The Syrian Observatory for Human Rights, which is based in Britain, said four tanks and a bulldozer entered Kanaker, 30km southwest of Damascus, on Wednesday while 14 other tanks surrounded the town in the latest crackdown on protests against President Bashar al-Assad.
The rights group said residents threw stones and set fire to tyres in an effort to block the advance of the troops.
Citing witnesses, another rights group - the Syrian National Organisation for Human Rights, which is headed by Ammar Qurabi, an opposition figure - said military intelligence agents also arrested 300 people in the town and took them away in 11 buses.
There was no immediate comment from the Syrian authorities who have expelled most foreign journalists from the country, making it difficult to verify witness accounts of events and official statements.
The crackdown came as two organisations in France threatened to file legal complaints against al-Assad and other members of the ruling Baath party in a bid to push the French government to investigate whether they own any assets in France.
Sherpa and Transparency International France said in a statement on Tuesday that they want the government to make public all of its findings.
Possible asset freeze
The statement came as the European Union considers stepping up sanctions on the Syrian government over its brutal crackdown on a four-month-old uprising.
"The objective is get an investigation open that would then identify assets that they may own in France either in their own name or through intermediaries and then to freeze them so they are not transferred to unco-operative jurisdictions," the two organisations said.
More than 1,600 civilians have been killed and about 20,000 others imprisoned by Syrian security forces in the clamp down on nationwide protests since March, according to rights groups.
UN human rights advisers say the crackdown could amount to crimes against humanity.
The EU has imposed asset freezes and travel bans on al-Assad and other Baath officials. It also targeted companies with links to the Syrian military.
France has led efforts to pass a UN Security Council resolution condemning Syria's crackdown on pro-reform protests. It has also pushed for tougher sanctions against al-Assad's government, saying he has lost his legitimacy.
The uprising is the biggest challenge to al-Assad's rule since he succeeded his father as president 11 years ago.

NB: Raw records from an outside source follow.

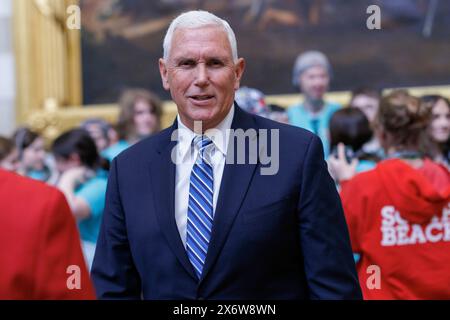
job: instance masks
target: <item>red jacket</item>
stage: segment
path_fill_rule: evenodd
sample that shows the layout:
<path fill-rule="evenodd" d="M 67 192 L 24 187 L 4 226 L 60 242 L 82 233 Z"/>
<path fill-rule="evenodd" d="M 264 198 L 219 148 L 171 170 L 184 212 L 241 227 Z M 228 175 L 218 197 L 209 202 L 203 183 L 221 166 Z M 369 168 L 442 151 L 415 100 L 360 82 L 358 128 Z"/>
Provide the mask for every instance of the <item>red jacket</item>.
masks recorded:
<path fill-rule="evenodd" d="M 0 170 L 0 299 L 93 298 L 78 230 L 63 194 Z"/>
<path fill-rule="evenodd" d="M 344 182 L 341 197 L 365 299 L 450 298 L 447 169 L 383 161 Z"/>

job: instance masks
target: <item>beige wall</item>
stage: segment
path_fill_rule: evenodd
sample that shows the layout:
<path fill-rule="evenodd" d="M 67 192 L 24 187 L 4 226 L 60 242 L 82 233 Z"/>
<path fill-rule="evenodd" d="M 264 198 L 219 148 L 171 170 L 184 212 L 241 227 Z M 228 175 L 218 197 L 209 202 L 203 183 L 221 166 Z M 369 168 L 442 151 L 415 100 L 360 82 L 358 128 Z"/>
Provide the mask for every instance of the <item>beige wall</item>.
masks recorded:
<path fill-rule="evenodd" d="M 0 135 L 10 135 L 16 126 L 12 1 L 0 1 Z"/>

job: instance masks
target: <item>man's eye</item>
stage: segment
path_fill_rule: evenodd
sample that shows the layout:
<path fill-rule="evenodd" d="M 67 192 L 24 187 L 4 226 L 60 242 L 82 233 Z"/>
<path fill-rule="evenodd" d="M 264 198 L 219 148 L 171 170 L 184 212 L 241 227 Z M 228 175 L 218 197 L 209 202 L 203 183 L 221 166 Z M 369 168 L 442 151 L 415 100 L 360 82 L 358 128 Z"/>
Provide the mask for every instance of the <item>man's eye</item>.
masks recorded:
<path fill-rule="evenodd" d="M 195 62 L 192 60 L 183 60 L 178 65 L 181 67 L 192 67 L 195 65 Z"/>
<path fill-rule="evenodd" d="M 213 59 L 213 60 L 209 61 L 208 64 L 209 64 L 210 66 L 213 66 L 213 67 L 223 66 L 223 62 L 220 61 L 220 60 L 216 60 L 216 59 Z"/>

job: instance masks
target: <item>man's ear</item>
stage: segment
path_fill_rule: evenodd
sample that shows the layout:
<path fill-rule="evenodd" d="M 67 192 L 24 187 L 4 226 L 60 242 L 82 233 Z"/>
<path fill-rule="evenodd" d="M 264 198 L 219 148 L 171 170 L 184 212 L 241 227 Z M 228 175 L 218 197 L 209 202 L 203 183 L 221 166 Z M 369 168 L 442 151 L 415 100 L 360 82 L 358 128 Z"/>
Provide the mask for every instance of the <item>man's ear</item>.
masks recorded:
<path fill-rule="evenodd" d="M 169 90 L 169 78 L 166 62 L 164 59 L 159 59 L 159 73 L 161 74 L 162 85 L 164 89 Z"/>
<path fill-rule="evenodd" d="M 245 70 L 245 60 L 244 58 L 239 58 L 237 63 L 234 66 L 234 72 L 236 76 L 236 80 L 234 81 L 234 90 L 238 90 L 241 84 L 242 75 Z"/>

As international condemnation heightens against the regime, the US has also denounced Syria's army as "barbaric" and "reprehensible", renewing its charges that al-Assad has lost legitimacy.
The US state department also highlighted the death of Talhat Dalat, a 12-year-old Syrian boy, who human rights activists said died on Saturday after a policeman shot him at close range during an anti-government rally.
Victoria Nuland, a US state department spokeswoman, said in a statement on Monday: "The behavior of Syria's security forces, including other such barbaric shootings, widescale arrests of young men and boys, brutal torture, and other abuses of basic human rights, is reprehensible."
Avaaz, an international rights group, has revealed the identities of 2,918 Syrians whose whereabouts are uknown after being arrested by security forces since protests first erupted in March.
Ricken Patel, executive director of Avaaz, said: "Hour by hour, peaceful protesters are plucked from crowds by Syria's infamously brutal security forces, never to be seen again."
Mamoun al-Homsi, a Syrian opposition activist, believes that the next stage in the the revolution will be the "gravest" with an intensified crackdown - as the Iranian supreme leader, Ayatollah Ali Khamenei, reportedly backed offering $5.8bn in aid to Syria to bolster its position in the face of growing dissent.
Tehran's financial support, also reported by a Tehran think-tank, came after the Washington Post, citing unnamed US officials in May, said there was an influx of Iranian manpower, including advisors and trainers, flowing into Syria.
That aid includes not only weapons and riot gear, but also sophisticated surveillance equipment that is helping Syrian authorities track down dissidents.
Al-Homsi also pointed out that there are new forms of "terrorist acts" exercised by the authorities against the people to counter rising military defections.